Jeff Jarvis reacts to the news of Google’s surprisingly healthy profits in the first quarter with his own theory: Google is rewriting the economics handbook and changed the definition of “the economy”.
The old definition meant and measured the performance of big companies and their impact on each other. This was especially the case in media and advertising, which served only companies of a certain size because only large companies could afford to advertise in large outlets. But Google’s marketplace for advertisers of all sizes represents the small-is-the-new-big economy: no limit of small enterprises that can now add up to a critical mass. The fact that it is an auction marketplace also means that this economy is more fluid; it fills in voids.
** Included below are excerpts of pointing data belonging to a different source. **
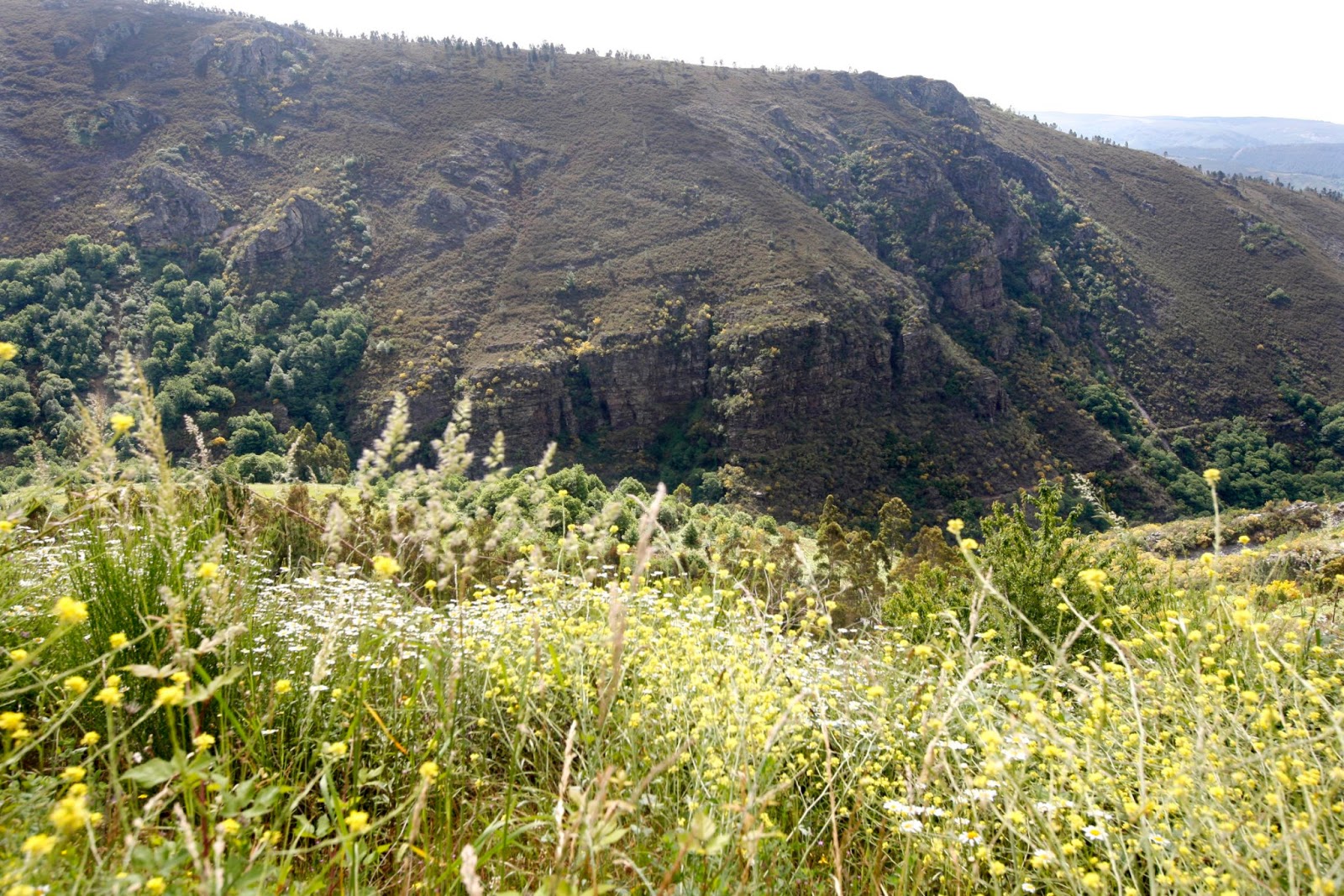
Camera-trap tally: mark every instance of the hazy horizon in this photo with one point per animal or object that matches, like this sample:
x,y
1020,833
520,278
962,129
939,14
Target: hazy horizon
x,y
1155,60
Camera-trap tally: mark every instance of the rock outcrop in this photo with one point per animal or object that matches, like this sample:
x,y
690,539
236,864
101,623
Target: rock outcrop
x,y
299,224
175,210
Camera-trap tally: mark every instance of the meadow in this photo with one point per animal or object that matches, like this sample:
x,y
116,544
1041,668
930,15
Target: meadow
x,y
447,678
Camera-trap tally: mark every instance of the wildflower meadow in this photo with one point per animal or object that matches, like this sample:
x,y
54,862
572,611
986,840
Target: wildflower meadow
x,y
448,678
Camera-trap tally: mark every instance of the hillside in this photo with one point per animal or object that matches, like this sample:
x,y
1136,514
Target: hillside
x,y
766,285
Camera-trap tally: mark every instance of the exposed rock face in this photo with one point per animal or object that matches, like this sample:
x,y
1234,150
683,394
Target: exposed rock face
x,y
111,38
454,215
175,208
64,43
255,58
127,118
252,58
300,222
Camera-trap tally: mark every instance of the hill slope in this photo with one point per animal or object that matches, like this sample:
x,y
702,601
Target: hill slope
x,y
793,282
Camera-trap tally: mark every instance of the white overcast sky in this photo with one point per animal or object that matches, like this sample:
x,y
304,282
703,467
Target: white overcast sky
x,y
1132,56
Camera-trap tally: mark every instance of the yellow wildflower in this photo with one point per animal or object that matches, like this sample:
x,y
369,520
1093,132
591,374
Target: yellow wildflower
x,y
1093,578
356,822
71,813
171,696
71,611
386,567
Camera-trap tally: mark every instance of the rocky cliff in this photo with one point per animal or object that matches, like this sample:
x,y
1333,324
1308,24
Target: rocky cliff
x,y
837,282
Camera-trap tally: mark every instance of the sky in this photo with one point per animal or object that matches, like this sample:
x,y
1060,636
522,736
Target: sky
x,y
1133,58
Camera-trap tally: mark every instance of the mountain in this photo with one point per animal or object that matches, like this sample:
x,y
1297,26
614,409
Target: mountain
x,y
768,285
1294,150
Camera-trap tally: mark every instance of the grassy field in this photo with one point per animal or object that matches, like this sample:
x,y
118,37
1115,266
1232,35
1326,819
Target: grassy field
x,y
210,691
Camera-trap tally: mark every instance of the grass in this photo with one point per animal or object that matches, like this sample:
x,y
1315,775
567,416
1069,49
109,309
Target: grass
x,y
601,710
690,204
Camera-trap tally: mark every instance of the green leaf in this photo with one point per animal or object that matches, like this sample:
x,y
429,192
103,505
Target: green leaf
x,y
151,774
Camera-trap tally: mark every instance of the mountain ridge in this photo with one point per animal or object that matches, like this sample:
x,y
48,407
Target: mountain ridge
x,y
770,285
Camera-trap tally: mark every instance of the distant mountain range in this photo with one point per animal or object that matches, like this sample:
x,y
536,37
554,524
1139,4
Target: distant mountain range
x,y
1296,150
769,286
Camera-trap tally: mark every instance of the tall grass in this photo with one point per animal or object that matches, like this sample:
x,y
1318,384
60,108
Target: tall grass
x,y
438,701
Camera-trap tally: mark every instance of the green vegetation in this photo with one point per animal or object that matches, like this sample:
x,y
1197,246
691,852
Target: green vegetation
x,y
208,352
528,683
557,234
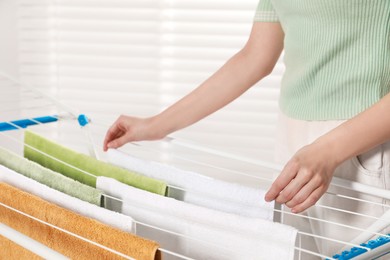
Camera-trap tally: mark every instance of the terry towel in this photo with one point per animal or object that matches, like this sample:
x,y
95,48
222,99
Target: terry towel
x,y
63,243
200,190
11,250
232,236
49,178
85,163
78,206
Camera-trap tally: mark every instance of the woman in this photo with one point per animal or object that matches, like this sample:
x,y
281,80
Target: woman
x,y
334,99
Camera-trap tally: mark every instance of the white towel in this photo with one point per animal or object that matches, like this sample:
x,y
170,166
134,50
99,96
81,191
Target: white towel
x,y
114,219
237,237
199,189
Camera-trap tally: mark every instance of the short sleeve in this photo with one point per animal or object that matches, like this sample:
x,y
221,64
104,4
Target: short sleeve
x,y
265,12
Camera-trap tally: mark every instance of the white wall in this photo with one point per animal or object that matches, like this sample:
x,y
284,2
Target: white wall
x,y
9,37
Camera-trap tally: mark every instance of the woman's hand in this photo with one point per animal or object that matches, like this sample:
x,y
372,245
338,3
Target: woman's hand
x,y
304,179
127,129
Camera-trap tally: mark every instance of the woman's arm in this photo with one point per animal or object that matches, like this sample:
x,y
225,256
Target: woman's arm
x,y
255,61
307,175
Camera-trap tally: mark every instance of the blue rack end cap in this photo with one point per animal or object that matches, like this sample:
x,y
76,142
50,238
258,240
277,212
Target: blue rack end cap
x,y
83,120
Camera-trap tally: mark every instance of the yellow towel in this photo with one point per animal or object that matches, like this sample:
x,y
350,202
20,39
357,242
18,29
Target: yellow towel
x,y
10,250
75,248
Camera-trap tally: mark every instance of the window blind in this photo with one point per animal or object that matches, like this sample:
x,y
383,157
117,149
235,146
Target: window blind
x,y
137,57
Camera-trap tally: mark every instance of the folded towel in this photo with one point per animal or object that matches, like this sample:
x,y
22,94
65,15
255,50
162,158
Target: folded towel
x,y
232,236
25,247
11,250
50,178
85,163
200,190
78,206
64,243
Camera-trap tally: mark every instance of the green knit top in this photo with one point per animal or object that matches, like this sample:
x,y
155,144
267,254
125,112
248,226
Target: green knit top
x,y
337,55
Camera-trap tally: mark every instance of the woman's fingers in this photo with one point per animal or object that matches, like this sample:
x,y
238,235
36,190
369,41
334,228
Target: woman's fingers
x,y
285,177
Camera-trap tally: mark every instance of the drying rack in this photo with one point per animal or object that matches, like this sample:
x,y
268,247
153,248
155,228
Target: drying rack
x,y
20,112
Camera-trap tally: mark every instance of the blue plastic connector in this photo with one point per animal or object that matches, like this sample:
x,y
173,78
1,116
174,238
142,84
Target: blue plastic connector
x,y
24,123
356,251
83,120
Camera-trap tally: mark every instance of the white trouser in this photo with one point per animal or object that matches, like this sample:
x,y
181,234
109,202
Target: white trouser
x,y
371,168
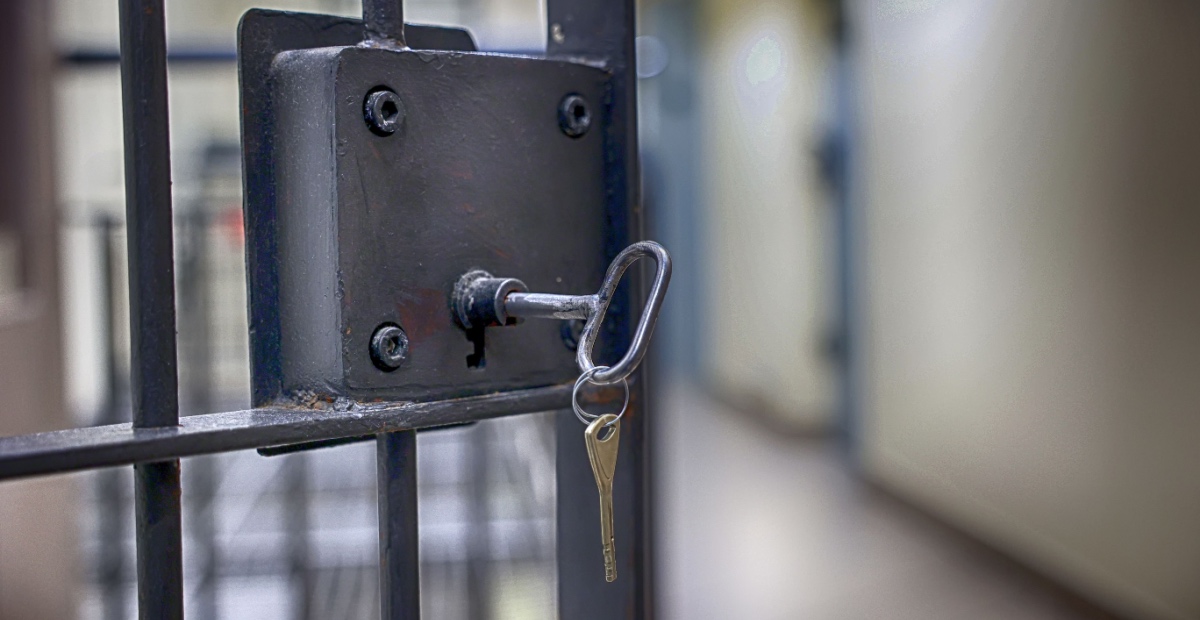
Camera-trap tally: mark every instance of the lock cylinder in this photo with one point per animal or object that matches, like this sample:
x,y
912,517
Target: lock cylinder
x,y
479,298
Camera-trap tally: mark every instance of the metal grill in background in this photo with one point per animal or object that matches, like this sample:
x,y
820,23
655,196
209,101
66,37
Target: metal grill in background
x,y
295,536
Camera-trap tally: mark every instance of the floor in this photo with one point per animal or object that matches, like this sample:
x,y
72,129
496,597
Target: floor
x,y
759,527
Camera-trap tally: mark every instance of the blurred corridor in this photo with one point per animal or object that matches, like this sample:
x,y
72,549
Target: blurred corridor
x,y
759,525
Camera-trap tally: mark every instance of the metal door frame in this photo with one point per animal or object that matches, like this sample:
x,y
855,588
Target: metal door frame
x,y
594,31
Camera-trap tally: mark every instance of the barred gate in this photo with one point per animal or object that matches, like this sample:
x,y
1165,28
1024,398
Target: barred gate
x,y
591,46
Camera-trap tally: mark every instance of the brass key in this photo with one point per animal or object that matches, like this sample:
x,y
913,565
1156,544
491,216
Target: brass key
x,y
603,455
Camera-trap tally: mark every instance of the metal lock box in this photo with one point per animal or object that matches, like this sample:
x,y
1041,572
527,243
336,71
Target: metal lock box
x,y
351,228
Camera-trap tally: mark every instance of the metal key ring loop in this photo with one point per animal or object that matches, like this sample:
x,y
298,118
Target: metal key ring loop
x,y
637,345
586,417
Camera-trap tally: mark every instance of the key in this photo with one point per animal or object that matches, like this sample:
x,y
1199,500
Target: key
x,y
603,455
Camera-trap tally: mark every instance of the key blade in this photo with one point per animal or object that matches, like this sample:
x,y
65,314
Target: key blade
x,y
603,456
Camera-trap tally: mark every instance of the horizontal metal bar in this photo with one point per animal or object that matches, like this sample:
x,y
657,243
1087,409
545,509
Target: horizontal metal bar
x,y
77,449
112,56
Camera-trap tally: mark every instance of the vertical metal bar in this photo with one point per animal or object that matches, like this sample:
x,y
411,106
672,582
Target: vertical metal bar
x,y
295,501
479,545
384,20
193,294
605,29
108,482
153,377
399,557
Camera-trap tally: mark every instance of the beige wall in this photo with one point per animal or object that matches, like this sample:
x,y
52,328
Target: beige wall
x,y
1031,281
765,97
37,517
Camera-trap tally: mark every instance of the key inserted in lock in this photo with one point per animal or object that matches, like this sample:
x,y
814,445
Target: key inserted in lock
x,y
481,300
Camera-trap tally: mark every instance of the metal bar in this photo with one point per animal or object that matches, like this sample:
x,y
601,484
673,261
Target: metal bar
x,y
479,543
85,56
108,483
384,20
604,30
399,554
148,218
76,449
154,378
295,519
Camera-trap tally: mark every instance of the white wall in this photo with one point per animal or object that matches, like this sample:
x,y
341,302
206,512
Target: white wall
x,y
765,94
1031,281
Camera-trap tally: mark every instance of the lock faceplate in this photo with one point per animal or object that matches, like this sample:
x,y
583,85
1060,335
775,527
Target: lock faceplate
x,y
351,228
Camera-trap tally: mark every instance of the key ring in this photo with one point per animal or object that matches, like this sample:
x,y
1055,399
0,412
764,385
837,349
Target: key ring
x,y
586,417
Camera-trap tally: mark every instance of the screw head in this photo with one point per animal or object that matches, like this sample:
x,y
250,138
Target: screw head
x,y
574,115
389,347
383,112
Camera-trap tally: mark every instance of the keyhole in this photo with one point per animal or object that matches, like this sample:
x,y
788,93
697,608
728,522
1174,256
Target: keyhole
x,y
477,360
389,110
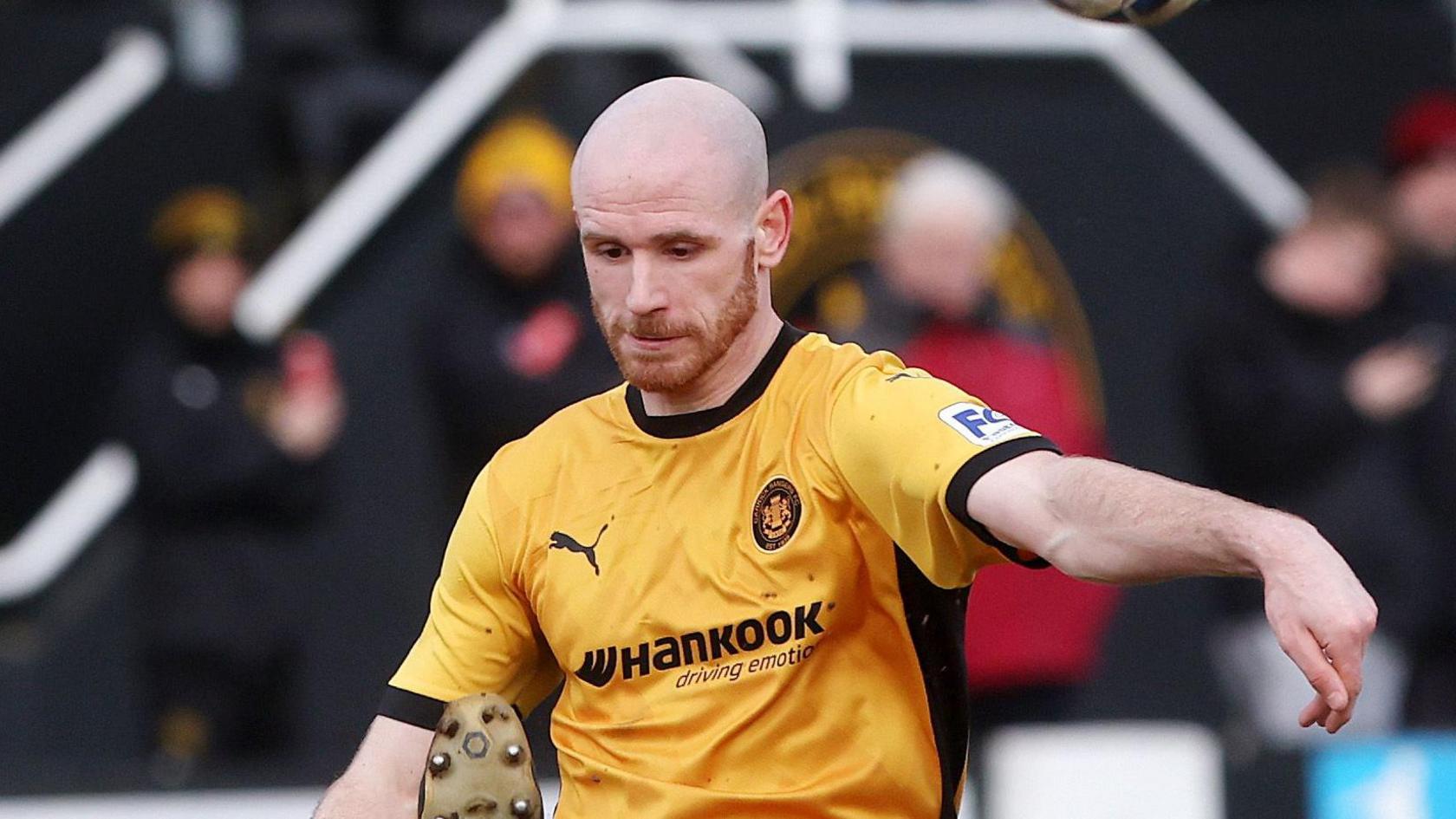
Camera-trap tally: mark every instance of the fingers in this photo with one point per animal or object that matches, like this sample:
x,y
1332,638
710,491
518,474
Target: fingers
x,y
1316,712
1347,660
1323,677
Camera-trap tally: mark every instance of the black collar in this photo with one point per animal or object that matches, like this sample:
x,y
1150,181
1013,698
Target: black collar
x,y
687,425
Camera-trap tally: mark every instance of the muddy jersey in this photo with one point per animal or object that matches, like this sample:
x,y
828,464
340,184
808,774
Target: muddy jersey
x,y
756,608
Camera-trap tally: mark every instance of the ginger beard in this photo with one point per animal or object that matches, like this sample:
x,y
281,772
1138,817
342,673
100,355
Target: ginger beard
x,y
699,348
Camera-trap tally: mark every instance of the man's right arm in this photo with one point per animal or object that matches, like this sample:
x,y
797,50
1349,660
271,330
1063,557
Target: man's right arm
x,y
383,778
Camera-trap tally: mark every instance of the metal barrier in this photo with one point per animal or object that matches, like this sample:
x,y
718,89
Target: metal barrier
x,y
133,68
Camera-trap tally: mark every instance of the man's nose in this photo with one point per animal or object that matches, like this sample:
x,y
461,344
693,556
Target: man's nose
x,y
648,292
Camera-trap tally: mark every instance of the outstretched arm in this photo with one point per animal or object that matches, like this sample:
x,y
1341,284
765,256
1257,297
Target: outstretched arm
x,y
1101,521
383,778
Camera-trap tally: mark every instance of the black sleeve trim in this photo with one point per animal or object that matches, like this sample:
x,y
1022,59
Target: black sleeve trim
x,y
409,707
972,471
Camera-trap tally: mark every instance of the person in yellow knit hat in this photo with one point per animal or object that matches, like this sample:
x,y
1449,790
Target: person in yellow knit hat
x,y
229,438
507,337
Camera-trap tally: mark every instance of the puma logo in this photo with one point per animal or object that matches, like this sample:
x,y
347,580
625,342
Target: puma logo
x,y
564,541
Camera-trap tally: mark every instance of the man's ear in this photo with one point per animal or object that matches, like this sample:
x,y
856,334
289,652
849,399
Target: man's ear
x,y
775,222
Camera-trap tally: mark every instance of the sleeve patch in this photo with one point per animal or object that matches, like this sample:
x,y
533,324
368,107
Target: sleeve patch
x,y
980,425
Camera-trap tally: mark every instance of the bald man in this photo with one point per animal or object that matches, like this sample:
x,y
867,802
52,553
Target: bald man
x,y
751,562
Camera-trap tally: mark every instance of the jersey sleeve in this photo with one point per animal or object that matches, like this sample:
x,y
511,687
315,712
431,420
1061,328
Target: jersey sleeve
x,y
910,448
481,634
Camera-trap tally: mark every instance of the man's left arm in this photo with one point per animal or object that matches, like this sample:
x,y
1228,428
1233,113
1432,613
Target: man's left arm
x,y
1101,521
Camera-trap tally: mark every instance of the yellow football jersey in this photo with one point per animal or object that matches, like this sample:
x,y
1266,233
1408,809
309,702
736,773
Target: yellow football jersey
x,y
757,609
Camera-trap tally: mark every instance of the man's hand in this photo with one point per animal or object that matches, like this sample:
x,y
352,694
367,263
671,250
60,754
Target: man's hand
x,y
1323,618
1101,521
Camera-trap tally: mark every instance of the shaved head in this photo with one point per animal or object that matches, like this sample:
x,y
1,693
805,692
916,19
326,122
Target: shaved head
x,y
679,231
676,133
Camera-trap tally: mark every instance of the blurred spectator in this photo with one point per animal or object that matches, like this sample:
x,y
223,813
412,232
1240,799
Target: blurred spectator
x,y
1423,159
227,436
1310,395
1031,637
1423,155
510,335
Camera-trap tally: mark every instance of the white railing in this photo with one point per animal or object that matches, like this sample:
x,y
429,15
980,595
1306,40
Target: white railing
x,y
817,34
133,68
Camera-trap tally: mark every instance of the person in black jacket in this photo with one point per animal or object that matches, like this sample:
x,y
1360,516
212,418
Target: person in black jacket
x,y
227,438
509,335
1312,395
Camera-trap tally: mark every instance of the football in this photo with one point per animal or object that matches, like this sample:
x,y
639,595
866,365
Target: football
x,y
1137,12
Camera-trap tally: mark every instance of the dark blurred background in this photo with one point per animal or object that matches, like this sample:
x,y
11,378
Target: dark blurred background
x,y
1147,233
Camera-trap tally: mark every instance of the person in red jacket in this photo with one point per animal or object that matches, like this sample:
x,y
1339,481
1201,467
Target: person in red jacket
x,y
1031,637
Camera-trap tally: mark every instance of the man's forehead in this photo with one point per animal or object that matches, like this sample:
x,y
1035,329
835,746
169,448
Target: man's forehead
x,y
651,222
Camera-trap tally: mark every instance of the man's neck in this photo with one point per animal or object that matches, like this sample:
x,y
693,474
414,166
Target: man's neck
x,y
725,376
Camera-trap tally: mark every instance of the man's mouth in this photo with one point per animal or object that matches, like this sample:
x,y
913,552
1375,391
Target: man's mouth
x,y
651,341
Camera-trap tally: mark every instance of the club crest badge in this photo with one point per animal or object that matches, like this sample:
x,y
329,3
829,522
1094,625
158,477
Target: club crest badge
x,y
777,515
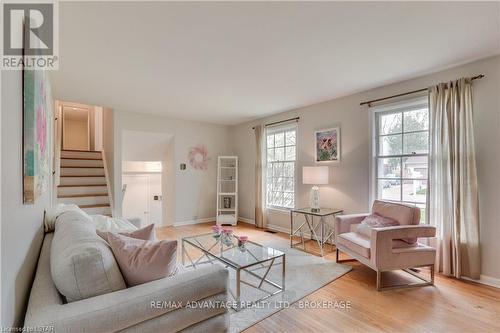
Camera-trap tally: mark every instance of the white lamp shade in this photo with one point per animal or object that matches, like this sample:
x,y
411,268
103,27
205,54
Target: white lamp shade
x,y
315,175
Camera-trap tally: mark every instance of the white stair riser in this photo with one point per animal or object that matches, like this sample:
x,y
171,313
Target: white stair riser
x,y
82,190
84,200
81,163
98,210
82,171
80,154
82,180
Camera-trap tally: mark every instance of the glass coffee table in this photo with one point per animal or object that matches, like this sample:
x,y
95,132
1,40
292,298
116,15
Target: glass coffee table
x,y
252,263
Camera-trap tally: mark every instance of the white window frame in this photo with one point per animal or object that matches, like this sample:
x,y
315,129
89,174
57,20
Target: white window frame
x,y
278,129
375,113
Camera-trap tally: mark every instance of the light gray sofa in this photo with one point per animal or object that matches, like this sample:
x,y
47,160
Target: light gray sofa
x,y
143,308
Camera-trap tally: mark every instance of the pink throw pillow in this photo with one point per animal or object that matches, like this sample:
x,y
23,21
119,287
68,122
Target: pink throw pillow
x,y
142,261
146,233
374,221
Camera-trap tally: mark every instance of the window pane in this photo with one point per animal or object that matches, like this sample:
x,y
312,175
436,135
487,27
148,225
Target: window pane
x,y
277,169
390,123
290,153
290,138
389,167
279,139
270,155
415,190
279,154
288,200
416,143
390,145
270,141
288,169
415,167
389,190
416,120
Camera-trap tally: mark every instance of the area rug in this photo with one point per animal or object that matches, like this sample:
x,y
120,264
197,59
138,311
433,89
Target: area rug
x,y
305,273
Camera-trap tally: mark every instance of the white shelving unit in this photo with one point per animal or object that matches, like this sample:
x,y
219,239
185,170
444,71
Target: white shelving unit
x,y
227,190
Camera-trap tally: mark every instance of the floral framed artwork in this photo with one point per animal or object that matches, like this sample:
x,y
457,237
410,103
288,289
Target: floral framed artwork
x,y
327,145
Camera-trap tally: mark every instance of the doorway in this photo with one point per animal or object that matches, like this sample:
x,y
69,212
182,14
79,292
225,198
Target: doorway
x,y
142,192
76,128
This means Google may be protected from an economic downturn in quite unprecedented ways:
when there’s an economic downturn that affects, say, travel, that will affect a magazine like Condé Nast Traveler; airlines and hotels of a certain size will advertise less and there aren’t new advertisers to fill in that void at Traveler’s price. But on Google, if American Airlines and the Ritz aren’t buying the keyword “Paris” this month, there are no end of advertisers who will step in to buy the word. The price of that keyword may decline. But in Google’s very broad economy, the prices of other keywords (e.g., “credit”) may rise.
Comscore started a run on Google’s stock by pointing out that fewer people were clicking on Google’s ads – though Google said it was tuning ad placement to improve relevance. In the end Google ends up looking smarter than Comscore and Jeff argues that the old sampling methodology’s days are numbered as it simply can’t measure the niches.